After all that grimness, it was a relief to spend time with Mrs Hawkins, the magnificent young widow at the centre of Muriel Spark’s A Far Cry from Kensington. Mrs Hawkins, who works in the publishing industry in 1950s London, busies herself dispensing good advice to neighbours and colleagues, but her comfortable life is disrupted when she insults a pompous hack called Hector Bartlett. Their feud leads to a range of disastrous consequences for those around them, but Mrs Hawkins has no regrets and emerges triumphant. This novel is cleverly plotted and very, very funny. I think my favourite scene was the posh dinner party, in which Mrs Hawkins dispenses writing tips to her fellow guests, and then, due to a misunderstanding of etiquette, remains with the gentlemen and their port and cigars when the other ladies prepare to depart the room:
“I didn’t see what the men had done wrong that the women should leave them like that, haughty and swan-like, sailing out of the room … I, for one, refused to behave rudely just to show solidarity with these oversensitive women, possibly prudes.”
As she is Mrs Hawkins, she not only gets away with this, but becomes even more respected. I also enjoyed her refusal to give in to Emma Loy, a successful novelist entangled with Hector Bartlett. Emma attempts to explain his appeal:
“Do you realise how dedicated he is to my work? He knows all my works by heart. He can quote chapter and verse, any of my novels. It’s amazing.”
“Does he quote it right?”
“No. He generally gets it wrong, I’ll admit. But his dedication to me is there…”
A Far Cry from Kensington is highly recommended, particularly if you liked The Prime of Miss Jean Brodie.
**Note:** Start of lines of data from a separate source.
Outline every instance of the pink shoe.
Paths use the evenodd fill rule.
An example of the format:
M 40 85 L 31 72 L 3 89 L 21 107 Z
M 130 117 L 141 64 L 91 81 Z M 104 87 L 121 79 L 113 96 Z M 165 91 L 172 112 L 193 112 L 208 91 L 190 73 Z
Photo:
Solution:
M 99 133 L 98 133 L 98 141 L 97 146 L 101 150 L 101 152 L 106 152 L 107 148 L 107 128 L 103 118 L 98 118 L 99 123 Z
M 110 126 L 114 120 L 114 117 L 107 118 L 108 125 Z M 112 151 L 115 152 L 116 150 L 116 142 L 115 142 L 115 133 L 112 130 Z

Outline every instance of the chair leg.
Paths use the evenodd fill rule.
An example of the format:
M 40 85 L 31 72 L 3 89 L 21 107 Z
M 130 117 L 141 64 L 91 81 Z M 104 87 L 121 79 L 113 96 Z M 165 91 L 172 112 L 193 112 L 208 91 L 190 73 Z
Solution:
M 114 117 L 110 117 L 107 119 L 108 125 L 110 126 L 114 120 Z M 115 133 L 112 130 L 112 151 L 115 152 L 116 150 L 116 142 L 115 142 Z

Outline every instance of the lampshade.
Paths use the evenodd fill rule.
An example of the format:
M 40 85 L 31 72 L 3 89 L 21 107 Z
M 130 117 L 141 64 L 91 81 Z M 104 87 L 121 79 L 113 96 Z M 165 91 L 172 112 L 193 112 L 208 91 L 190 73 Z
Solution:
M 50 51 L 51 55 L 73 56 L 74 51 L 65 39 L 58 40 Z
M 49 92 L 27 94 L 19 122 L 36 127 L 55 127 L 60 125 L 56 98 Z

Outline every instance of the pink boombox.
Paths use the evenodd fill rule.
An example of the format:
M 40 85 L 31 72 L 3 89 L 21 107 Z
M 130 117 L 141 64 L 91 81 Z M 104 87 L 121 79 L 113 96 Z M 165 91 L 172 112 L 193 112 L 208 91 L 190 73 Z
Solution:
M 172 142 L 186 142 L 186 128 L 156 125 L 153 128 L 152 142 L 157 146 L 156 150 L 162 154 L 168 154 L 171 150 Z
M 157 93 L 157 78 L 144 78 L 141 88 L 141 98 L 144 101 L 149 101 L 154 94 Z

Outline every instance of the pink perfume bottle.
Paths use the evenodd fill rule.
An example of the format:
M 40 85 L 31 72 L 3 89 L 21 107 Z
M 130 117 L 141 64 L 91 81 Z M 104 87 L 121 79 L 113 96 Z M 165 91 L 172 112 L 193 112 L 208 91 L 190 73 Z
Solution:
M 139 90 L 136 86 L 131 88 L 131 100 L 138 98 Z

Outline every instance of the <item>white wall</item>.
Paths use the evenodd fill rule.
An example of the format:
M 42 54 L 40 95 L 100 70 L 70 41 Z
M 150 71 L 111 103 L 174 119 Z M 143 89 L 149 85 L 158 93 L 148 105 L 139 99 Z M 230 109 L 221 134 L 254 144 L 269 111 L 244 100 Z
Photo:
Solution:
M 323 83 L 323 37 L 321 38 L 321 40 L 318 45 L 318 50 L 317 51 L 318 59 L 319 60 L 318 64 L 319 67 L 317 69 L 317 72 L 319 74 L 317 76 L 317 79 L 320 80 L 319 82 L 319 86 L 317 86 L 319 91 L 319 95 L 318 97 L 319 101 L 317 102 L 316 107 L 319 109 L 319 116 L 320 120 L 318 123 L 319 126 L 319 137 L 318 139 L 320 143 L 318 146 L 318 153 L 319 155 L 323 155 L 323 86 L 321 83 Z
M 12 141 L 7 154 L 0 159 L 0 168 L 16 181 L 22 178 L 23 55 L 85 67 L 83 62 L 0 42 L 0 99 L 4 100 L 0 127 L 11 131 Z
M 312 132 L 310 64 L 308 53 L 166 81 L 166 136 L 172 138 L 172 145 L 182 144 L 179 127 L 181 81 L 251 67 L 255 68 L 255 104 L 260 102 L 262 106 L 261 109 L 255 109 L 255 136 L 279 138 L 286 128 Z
I have Martin Stannard’s biography of Muriel Spark next on my reading pile.
Some really interesting books. I have not read An Experiment In Love yet. I recommend Mantel’s Beyond Black which is a novel that captures the sheer strangeness of modern Britain (and the wierdness of places like Dorking) more than any other book although it is a little too long.
Thanks, I’ll look out for that Hilary Mantel novel. Her new(ish) collection of short stories, The Assassination of Margaret Thatcher, has been on my To Read list for a while, too.